Based on the foregoing, we are of the opinion that:

1. The Company has qualified for treatment as a real estate investment trust (“REIT”) under the Code for its taxable years ended December 31, 2007 through December 31, 2016 and the Company’s organization and current and proposed method of operation will enable it to continue to meet the requirements for qualification and taxation as a REIT for its taxable year ending December 31, 2017 and each taxable year thereafter.

2. The statements set forth in the Prospectus under the caption “Material U.S. Federal Income Tax Considerations,” as such disclosure has been supplemented by the statements under the heading “Additional Material U.S. Federal Income Tax Considerations” in the Prospectus Supplement, considered as a whole and insofar as they purport to describe the provisions of the laws and documents referred to therein, are accurate and complete in all material respects.

However, such sections of the Prospectus and the Prospectus Supplement are not exhaustive and do not purport to discuss any state or local tax considerations or all possible federal income tax considerations of the purchase, ownership and disposition of Class A Common Stock or other securities. In addition, the Company’s qualification and taxation as a REIT depend upon the Company’s ability to meet on a continuing basis, through actual annual operating and other results, the various requirements under the Code with regard to, among other things, the sources of its gross income, the composition of its assets, the level of its distributions to stockholders and the diversity of its stock ownership. O’Melveny & Myers LLP will not review the Company’s compliance with these requirements on a continuing basis. Accordingly, no assurance can be given that the actual results of the operations of the Company, the Operating Partnership and their subsidiaries, the sources of their income, the nature of their assets, the level of the Company’s distributions to stockholders and the diversity of its stock ownership for any given taxable year will satisfy the requirements under the Code for qualification and taxation as a REIT.

Other than as expressly stated above, we express no opinion on any issue relating to the Company, the Operating Partnership, one or more of the other subsidiaries of the Company or to any investment therein. Furthermore, we assume no obligation to advise you of any changes in the foregoing subsequent to the date of this letter, and we are not undertaking to update this letter after the date hereof.

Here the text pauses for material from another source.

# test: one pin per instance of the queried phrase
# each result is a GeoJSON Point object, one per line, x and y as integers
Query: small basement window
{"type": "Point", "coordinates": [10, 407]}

This opinion is rendered solely in connection with the offering of the Class A Common Stock pursuant to the Prospectus and Prospectus Supplement. In accordance with the requirements of Item 601(b)(23) of Regulation S-K under the Securities Act of 1933, as amended, we hereby consent to the filing of this opinion as an exhibit to the Current Report on Form 8-K dated on or about the date hereof. In giving such consent we do not hereby admit that we are in the category of persons whose consent is required under Section 7 of the Securities Act of 1933, as amended, or the rules or regulations of the Securities and Exchange Commission thereunder.